Professor Groves started one of the first courses in marriage in the country at Boston University, and then went down to do more work at the University of North Carolina where he is stationed at present. He taught several summers at the Harvard School of Education, and took the place of Henry W. Holmes, dean of the school, in one of his courses when Holmes was sick.
Groves hesitated to say whether women or men were more in need of instruction in such a course or not, but finally concluded that women needed it the most. At North Carolina 130 men take the course to 40 women. "Women," he said, "were more interested in problems of courtship than the men and the men were more interested in such problems as fertility, sex life of later years, and difference in sex impulse of men and women. Possibly the men were a little more interested in the problem of pregnancy, which is not what one would suppose."
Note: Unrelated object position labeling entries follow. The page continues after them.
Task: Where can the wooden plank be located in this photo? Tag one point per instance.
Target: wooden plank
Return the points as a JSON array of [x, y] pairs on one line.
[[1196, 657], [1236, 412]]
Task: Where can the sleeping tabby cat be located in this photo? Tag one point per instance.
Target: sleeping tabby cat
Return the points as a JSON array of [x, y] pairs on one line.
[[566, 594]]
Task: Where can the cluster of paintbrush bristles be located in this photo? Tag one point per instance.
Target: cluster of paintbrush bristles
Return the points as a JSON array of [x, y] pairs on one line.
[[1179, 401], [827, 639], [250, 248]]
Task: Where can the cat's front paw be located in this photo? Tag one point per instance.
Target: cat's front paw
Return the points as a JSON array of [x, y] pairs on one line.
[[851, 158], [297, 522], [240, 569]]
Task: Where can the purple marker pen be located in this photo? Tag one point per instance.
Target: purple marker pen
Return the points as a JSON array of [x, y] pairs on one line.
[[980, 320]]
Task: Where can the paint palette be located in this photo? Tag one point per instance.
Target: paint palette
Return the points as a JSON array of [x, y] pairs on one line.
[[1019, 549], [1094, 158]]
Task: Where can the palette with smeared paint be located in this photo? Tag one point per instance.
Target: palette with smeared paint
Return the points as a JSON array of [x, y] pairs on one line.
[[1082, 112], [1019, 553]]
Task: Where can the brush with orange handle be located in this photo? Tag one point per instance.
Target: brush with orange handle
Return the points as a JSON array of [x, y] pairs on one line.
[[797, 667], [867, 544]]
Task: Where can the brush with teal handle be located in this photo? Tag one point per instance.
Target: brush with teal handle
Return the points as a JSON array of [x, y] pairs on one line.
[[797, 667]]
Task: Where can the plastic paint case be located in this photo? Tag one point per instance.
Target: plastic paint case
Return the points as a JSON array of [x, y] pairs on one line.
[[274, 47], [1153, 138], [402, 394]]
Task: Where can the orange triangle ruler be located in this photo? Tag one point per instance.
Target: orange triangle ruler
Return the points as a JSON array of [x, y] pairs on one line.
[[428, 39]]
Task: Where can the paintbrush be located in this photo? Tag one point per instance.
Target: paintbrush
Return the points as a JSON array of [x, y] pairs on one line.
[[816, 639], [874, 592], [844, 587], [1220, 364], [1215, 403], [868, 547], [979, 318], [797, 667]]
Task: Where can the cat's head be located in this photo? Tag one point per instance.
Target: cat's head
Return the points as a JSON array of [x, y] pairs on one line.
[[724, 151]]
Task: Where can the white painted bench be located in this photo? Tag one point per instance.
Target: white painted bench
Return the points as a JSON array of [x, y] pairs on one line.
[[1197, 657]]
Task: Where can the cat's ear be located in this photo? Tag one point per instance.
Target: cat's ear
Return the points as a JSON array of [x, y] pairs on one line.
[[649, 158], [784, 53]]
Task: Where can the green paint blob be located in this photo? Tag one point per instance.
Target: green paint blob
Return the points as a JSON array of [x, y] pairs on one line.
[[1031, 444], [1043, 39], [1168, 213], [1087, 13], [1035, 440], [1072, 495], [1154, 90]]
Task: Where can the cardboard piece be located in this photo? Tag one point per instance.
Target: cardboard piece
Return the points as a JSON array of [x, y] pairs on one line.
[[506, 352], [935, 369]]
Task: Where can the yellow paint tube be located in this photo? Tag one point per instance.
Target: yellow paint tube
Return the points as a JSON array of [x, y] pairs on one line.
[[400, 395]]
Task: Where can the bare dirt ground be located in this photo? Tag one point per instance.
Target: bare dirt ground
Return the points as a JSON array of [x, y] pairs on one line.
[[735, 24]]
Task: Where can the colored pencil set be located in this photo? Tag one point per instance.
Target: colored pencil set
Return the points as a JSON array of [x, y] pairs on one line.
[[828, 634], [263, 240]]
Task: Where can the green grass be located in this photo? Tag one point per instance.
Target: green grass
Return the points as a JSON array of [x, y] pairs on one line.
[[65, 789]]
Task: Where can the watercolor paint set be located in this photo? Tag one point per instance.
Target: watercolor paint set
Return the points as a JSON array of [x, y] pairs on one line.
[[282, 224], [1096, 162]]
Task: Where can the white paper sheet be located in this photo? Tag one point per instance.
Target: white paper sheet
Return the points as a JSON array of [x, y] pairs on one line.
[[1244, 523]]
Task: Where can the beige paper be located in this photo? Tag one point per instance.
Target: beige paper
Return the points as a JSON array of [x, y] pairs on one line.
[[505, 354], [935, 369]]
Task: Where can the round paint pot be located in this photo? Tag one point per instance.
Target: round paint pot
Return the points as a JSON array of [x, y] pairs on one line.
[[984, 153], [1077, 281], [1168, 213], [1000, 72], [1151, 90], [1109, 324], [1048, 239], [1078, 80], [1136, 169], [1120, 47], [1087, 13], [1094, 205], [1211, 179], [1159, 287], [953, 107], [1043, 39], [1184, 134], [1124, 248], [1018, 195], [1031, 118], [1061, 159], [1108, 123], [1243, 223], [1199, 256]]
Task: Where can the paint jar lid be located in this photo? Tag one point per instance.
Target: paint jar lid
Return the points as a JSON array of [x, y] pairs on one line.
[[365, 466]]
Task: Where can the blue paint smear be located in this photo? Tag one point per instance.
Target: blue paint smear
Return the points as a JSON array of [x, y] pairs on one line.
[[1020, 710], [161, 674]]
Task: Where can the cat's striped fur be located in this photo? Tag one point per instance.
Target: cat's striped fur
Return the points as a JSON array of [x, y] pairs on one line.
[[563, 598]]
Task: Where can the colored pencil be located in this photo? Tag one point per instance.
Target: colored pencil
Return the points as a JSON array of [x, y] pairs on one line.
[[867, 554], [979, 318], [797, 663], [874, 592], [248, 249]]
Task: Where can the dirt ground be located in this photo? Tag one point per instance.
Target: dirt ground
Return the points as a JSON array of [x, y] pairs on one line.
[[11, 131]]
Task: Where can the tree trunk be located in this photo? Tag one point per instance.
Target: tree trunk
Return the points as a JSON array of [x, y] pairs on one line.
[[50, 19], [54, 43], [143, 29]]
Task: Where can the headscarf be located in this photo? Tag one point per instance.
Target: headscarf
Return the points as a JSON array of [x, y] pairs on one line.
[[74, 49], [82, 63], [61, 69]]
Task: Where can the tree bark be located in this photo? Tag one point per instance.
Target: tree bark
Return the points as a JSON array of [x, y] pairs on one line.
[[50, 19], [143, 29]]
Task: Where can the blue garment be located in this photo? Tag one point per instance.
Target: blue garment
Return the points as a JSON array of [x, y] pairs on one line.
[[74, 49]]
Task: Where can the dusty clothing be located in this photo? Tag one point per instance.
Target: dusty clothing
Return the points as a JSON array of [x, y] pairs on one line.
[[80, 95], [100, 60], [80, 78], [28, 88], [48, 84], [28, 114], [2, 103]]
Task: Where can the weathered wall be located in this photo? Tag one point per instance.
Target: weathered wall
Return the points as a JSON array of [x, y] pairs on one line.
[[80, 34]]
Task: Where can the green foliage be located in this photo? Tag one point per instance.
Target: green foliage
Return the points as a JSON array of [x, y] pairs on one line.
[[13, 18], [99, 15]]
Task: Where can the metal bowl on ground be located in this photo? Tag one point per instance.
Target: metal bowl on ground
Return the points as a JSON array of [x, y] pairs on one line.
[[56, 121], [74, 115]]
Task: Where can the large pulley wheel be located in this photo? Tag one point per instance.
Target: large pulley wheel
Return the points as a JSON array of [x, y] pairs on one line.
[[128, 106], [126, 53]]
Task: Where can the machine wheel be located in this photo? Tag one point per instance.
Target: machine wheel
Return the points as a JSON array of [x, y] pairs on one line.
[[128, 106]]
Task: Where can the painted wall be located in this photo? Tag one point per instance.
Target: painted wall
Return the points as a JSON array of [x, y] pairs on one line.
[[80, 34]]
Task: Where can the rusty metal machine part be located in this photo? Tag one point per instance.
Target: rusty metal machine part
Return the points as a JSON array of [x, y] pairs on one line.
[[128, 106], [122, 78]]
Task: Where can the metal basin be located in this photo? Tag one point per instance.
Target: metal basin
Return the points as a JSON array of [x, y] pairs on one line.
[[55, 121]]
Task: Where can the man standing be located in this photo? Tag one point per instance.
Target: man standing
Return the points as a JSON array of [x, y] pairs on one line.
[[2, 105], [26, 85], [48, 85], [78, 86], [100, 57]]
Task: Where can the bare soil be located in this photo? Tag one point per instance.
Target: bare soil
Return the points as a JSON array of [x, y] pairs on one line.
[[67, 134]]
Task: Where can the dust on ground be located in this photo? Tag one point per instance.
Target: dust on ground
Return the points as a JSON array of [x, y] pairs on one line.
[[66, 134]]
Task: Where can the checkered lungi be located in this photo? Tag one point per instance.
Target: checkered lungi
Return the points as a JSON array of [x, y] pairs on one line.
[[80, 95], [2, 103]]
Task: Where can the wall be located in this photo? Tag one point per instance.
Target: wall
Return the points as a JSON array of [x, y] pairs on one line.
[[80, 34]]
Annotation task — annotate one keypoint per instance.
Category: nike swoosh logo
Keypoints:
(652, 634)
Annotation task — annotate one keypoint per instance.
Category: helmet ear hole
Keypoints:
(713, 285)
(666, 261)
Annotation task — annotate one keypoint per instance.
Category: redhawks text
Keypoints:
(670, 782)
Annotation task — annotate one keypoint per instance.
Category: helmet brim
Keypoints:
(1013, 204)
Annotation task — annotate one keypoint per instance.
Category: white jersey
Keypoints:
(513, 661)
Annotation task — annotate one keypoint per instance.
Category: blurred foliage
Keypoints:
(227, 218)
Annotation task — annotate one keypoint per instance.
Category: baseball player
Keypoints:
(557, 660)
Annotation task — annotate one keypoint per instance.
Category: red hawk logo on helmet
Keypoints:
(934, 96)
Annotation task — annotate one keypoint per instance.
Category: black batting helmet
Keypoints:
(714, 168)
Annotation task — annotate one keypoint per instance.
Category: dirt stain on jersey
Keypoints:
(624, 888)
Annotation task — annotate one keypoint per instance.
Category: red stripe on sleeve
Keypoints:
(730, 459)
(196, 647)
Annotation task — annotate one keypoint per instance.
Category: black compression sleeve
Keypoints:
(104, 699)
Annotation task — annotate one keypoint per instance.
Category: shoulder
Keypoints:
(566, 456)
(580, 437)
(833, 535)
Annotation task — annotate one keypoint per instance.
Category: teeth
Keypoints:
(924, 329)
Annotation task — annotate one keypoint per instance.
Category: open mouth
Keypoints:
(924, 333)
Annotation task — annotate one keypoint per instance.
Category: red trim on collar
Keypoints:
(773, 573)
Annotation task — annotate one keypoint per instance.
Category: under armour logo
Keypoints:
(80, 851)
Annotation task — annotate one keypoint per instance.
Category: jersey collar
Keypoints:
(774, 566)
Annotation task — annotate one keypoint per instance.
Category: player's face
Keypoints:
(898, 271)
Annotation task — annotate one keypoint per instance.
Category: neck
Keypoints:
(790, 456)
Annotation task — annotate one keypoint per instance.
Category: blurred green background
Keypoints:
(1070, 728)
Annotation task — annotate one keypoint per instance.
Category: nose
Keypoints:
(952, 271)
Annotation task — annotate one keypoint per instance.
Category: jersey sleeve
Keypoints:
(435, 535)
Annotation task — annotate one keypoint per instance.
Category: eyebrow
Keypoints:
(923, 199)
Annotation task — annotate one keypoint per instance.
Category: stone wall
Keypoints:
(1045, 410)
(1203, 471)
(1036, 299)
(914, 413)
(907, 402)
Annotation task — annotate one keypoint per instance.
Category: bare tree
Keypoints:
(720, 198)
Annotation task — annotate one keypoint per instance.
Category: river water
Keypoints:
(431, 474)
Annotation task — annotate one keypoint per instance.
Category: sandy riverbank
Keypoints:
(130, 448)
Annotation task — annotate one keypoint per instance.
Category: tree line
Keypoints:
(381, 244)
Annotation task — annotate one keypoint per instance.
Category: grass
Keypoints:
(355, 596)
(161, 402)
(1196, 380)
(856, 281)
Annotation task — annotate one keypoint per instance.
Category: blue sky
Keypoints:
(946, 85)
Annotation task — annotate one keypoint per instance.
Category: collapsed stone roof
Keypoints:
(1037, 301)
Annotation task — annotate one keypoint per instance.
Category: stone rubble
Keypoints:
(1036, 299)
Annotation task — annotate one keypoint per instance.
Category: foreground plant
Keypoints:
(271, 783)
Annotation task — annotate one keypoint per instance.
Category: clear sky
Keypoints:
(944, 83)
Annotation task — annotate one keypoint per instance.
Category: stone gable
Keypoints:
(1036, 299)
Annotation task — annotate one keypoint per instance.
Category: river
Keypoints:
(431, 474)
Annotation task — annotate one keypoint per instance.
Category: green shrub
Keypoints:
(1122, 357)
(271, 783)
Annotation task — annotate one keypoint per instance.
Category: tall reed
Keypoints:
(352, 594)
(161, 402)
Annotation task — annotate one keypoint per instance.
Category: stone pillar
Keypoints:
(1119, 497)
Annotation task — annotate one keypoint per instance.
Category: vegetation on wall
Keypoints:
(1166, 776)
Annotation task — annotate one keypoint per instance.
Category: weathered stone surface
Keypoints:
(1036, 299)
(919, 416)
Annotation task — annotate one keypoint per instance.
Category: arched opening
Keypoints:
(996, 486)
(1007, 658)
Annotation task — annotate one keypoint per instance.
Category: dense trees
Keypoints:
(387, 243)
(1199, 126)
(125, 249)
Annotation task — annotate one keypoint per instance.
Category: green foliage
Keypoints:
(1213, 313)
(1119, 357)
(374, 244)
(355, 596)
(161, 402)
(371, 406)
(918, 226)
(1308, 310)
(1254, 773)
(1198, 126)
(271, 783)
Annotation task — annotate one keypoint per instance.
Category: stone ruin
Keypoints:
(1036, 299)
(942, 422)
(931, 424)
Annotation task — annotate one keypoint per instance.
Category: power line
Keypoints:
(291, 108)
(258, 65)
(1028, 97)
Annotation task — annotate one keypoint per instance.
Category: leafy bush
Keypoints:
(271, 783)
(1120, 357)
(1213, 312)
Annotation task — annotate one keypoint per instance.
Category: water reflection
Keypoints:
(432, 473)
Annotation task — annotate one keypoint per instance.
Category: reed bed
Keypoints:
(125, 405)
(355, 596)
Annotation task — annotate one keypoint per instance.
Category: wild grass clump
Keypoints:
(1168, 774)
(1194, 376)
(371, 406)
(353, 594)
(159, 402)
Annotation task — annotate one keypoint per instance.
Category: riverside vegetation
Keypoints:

The first text book for such a course, "Marriage", was written by Professor Groves, and has become immensely popular not only at North Carolina, but elsewhere. "Some text book should be used," he said, "and my students agree with me apparently, because although we sell a hundred or more copies a year here to our students, thus far there has never been a second hand copy procurable. In other words, the students keep this particular book."
Whether knowledge in the field causes more successful marriages or not is still a little doubtful, but the conclusions of Professor Grove point to the former eventuality. "Undoubtedly many students have a more mature attitude toward marrying, as a result of study, and make a sounder choice.
"Since selection of mate is to a large extent something influenced by emotions, there must be many students whose marriages are not greatly directed by their course in marriage. On the other hand, the information they gather helps them make of their marriage a success. I have been driven to the belief that most men and women not only mate sincerely but with a large measure of promise."